Help parse this page...

Topics: User Forum
Oct 22, 2010 at 7:33 PM

Ok guys, Ive got a problem...

Heres my code:
[code]
string html = wc.DownloadString("http://www.bungie.net/Stats/Reach/Commendations.aspx?player=" + PlayerName + "#Campaign");
           
            HtmlAgilityPack.HtmlDocument doc = new HtmlAgilityPack.HtmlDocument();
            doc.LoadHtml(html);
           
            foreach (HtmlNode cpNode in doc.DocumentNode.SelectNodes("//img[@id[contains(@id,'cpCommendations')]]"))
            {
                cp.Add(cpNode.Attributes["src"].Value);
                cpName.Add(cpNode.Attributes["title"].Value);
            }
[/code]

This goes to the bungie.net website, finds all of the Commendations with an ID that contains cpCommendations, and then adds them into a list.
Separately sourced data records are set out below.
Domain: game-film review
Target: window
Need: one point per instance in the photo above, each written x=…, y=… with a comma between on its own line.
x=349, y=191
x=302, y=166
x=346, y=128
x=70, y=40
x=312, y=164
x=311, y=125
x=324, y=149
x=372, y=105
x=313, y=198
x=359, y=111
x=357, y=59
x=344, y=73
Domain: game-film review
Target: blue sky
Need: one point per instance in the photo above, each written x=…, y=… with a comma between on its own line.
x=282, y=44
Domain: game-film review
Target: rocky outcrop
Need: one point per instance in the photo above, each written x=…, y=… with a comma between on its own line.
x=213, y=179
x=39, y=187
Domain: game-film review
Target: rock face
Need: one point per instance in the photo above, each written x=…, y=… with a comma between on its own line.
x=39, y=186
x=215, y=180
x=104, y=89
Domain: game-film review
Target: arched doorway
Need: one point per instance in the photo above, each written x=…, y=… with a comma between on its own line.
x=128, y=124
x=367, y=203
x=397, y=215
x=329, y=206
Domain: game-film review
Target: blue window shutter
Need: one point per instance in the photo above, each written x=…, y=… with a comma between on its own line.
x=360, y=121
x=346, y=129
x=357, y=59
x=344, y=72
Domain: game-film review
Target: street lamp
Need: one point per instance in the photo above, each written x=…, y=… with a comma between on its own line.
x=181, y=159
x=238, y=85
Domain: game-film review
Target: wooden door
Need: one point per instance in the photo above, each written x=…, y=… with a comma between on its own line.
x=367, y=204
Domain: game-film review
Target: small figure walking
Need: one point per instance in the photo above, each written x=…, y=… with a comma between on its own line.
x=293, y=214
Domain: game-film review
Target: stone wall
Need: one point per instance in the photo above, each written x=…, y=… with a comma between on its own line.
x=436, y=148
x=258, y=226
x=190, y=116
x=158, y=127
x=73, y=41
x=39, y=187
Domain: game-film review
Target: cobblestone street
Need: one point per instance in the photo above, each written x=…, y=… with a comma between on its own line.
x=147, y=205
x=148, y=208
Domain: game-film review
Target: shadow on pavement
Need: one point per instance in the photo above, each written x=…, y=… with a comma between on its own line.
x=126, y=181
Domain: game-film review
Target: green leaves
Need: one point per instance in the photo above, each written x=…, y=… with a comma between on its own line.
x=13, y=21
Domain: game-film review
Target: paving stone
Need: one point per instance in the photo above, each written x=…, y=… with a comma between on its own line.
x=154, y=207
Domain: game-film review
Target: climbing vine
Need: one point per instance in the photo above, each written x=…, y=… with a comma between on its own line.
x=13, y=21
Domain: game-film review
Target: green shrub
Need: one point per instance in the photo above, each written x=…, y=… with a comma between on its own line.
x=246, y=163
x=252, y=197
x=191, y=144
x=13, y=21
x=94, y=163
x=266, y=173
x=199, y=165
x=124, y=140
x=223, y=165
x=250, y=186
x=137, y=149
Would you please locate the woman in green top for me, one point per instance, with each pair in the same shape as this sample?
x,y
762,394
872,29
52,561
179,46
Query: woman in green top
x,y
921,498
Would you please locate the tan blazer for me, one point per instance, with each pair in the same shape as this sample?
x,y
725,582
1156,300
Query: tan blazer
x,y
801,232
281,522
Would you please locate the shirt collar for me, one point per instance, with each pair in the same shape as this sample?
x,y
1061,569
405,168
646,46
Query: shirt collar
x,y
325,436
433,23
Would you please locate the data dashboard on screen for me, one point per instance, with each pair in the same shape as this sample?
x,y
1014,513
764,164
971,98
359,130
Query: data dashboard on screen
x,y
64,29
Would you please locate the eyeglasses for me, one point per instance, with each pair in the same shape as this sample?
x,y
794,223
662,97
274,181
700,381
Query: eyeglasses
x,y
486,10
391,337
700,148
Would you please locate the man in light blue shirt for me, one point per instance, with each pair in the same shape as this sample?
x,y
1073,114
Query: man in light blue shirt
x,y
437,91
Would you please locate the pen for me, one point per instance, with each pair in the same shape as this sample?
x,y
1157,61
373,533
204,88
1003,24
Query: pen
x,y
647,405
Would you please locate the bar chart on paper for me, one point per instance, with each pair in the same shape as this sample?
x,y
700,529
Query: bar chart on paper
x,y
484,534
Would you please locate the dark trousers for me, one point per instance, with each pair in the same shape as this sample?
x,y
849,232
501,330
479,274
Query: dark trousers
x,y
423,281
THe list is passed to a new form later and it populates with the list contents (image url's)

However, sometimes this code does not work! On occasion (actually quote often) it seems that cpNode is null. I cannot for the life of me figure this one out!

Anyone here give me a hand?

Oct 26, 2010 at 11:16 AM

I would modify your code to:

string html = wc.DownloadString("http://www.bungie.net/Stats/Reach/Commendations.aspx?player=" + PlayerName + "#Campaign");
HtmlAgilityPack.HtmlDocument doc = new HtmlAgilityPack.HtmlDocument();
doc.LoadHtml(html);
var nodes = doc.DocumentNode.SelectNodes("//img[@id[contains(@id,'cpCommendations')]]");
if (nodes == null)
{
  //do something
  throw new ArgumentException();
}

foreach (HtmlNode cpNode in nodes)
{
  cp.Add(cpNode.Attributes["src"].Value);
  cpName.Add(cpNode.Attributes["title"].Value);
}

Back to problem. I think problem is in xpath expression. Maybe in some situation, web page adds white space to id, or changes some letter to upper/lowerletter or without id at all. I would suggest you set break point near throw new exception and analyse doc source, play with xpath in Watch window of debugger and I'am sure that you will find problem pretty quick. Good luck.

Oct 31, 2010 at 6:49 PM

Thanks for the reply, sorry it took so long.

I manged to get it working by redownloading the webpage in a while loop and checking for the text I was going to get before I tried parsing with HAP.